- Location in St. Lucie County and the state of Florida
- Coordinates: 27°19′17″N 80°19′51″W﻿ / ﻿27.32139°N 80.33083°W
- Country: United States
- State: Florida
- County: St. Lucie

Area
- • Total: 2.54 sq mi (6.57 km^{2})
- • Land: 2.35 sq mi (6.09 km^{2})
- • Water: 0.19 sq mi (0.48 km^{2})
- Elevation: 0 ft (0 m)

Population (2020)
- • Total: 6,514
- • Density: 2,770.1/sq mi (1,069.55/km^{2})
- Time zone: UTC-5 (Eastern (EST))
- • Summer (DST): UTC-4 (EDT)
- FIPS code: 12-58725
- GNIS ID: 2403440

= River Park, Florida =

River Park is a census-designated place (CDP) in St. Lucie County, Florida, United States. As of the 2020 census, River Park had a population of 6,514. The population was 5,222 at the 2010 census, at which time it was listed as Port St. Lucie-River Park. It is part of the Port St. Lucie Metropolitan Statistical Area.
==Geography==

According to the United States Census Bureau, the CDP has a total area of 2.5 square miles (6.5 km^{2}), of which 2.3 square miles (6.1 km^{2}) is land and 0.2 square mile (0.5 km^{2}) (7.17%) is water.

==Demographics==

Historical population
| Census | Pop. | Note | %± |
| 1990 | 4,874 |  | — |
| 2000 | 5,175 |  | 6.2% |
| 2010 | 5,222 |  | 0.9% |
| 2020 | 6,514 |  | 24.7% |
source:

===2020 census===
As of the 2020 census, River Park had a population of 6,514. The median age was 50.4 years. 16.3% of residents were under the age of 18 and 26.9% of residents were 65 years of age or older. For every 100 females there were 95.3 males, and for every 100 females age 18 and over there were 92.5 males age 18 and over.

100.0% of residents lived in urban areas, while 0.0% lived in rural areas.

There were 2,873 households in River Park, of which 21.2% had children under the age of 18 living in them. Of all households, 37.5% were married-couple households, 23.0% were households with a male householder and no spouse or partner present, and 31.5% were households with a female householder and no spouse or partner present. About 33.4% of all households were made up of individuals and 18.9% had someone living alone who was 65 years of age or older.

There were 3,202 housing units, of which 10.3% were vacant. The homeowner vacancy rate was 2.8% and the rental vacancy rate was 7.0%.

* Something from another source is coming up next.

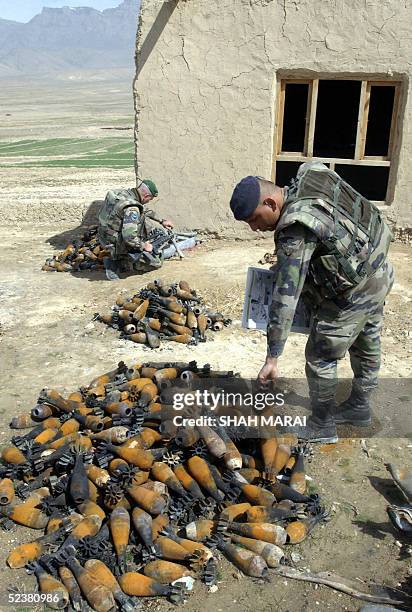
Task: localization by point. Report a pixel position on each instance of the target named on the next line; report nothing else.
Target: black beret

Racial composition as of the 2020 census
| Race | Number | Percent |
|---|---|---|
| White | 4,194 | 64.4% |
| Black or African American | 715 | 11.0% |
| American Indian and Alaska Native | 29 | 0.4% |
| Asian | 87 | 1.3% |
| Native Hawaiian and Other Pacific Islander | 2 | 0.0% |
| Some other race | 523 | 8.0% |
| Two or more races | 964 | 14.8% |
| Hispanic or Latino (of any race) | 1,480 | 22.7% |

===2010 census===
As of the census of 2010, there were 5,222 people, 2,383 households, and 1,467 families residing in the CDP. The population density was 2,215.5 PD/sqmi. There were 2,698 housing units at an average density of 1,155.1 /sqmi. The racial makeup of the CDP was 91.07% White, 4.77% African American, 0.19% Native American, 1.10% Asian, 0.02% Pacific Islander, 1.72% from other races, and 1.12% from two or more races. Hispanic or Latino of any race were 6.42% of the population.

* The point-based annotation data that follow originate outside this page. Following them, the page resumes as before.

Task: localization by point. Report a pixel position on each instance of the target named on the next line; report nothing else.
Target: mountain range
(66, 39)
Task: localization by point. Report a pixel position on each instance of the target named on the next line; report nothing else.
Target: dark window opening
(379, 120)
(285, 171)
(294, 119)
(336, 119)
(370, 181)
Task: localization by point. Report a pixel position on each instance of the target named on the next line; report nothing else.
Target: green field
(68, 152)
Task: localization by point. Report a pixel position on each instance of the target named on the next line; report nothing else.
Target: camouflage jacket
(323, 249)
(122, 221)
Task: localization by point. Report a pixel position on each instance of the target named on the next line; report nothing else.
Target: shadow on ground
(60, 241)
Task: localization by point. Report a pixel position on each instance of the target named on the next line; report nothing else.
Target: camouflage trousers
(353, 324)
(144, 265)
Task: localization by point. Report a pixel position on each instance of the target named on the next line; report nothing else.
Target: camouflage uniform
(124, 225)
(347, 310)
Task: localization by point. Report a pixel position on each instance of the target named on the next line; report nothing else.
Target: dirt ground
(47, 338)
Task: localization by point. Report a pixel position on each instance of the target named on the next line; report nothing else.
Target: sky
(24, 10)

There were 2,383 households, out of which 17.0% had children under the age of 18 living with them, 48.9% were married couples living together, 8.8% had a female householder with no husband present, and 38.4% were non-families. 31.4% of all households were made up of individuals, and 21.0% had someone living alone who was 65 years of age or older. The average household size was 2.16 and the average family size was 2.66.

In the CDP, the population was spread out, with 16.6% under the age of 18, 5.0% from 18 to 24, 22.2% from 25 to 44, 22.2% from 45 to 64, and 34.0% who were 65 years of age or older. The median age was 51 years. For every 100 females, there were 92.2 males. For every 100 females age 18 and over, there were 87.2 males.

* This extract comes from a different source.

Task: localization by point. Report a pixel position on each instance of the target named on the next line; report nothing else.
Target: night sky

The median income for a household in the CDP was $30,284, and the median income for a family was $36,932. Males had a median income of $28,409 versus $21,038 for females. The per capita income for the CDP was $22,217. About 4.4% of families and 9.2% of the population were below the poverty line, including 11.1% of those under age 18 and 7.0% of those age 65 or over.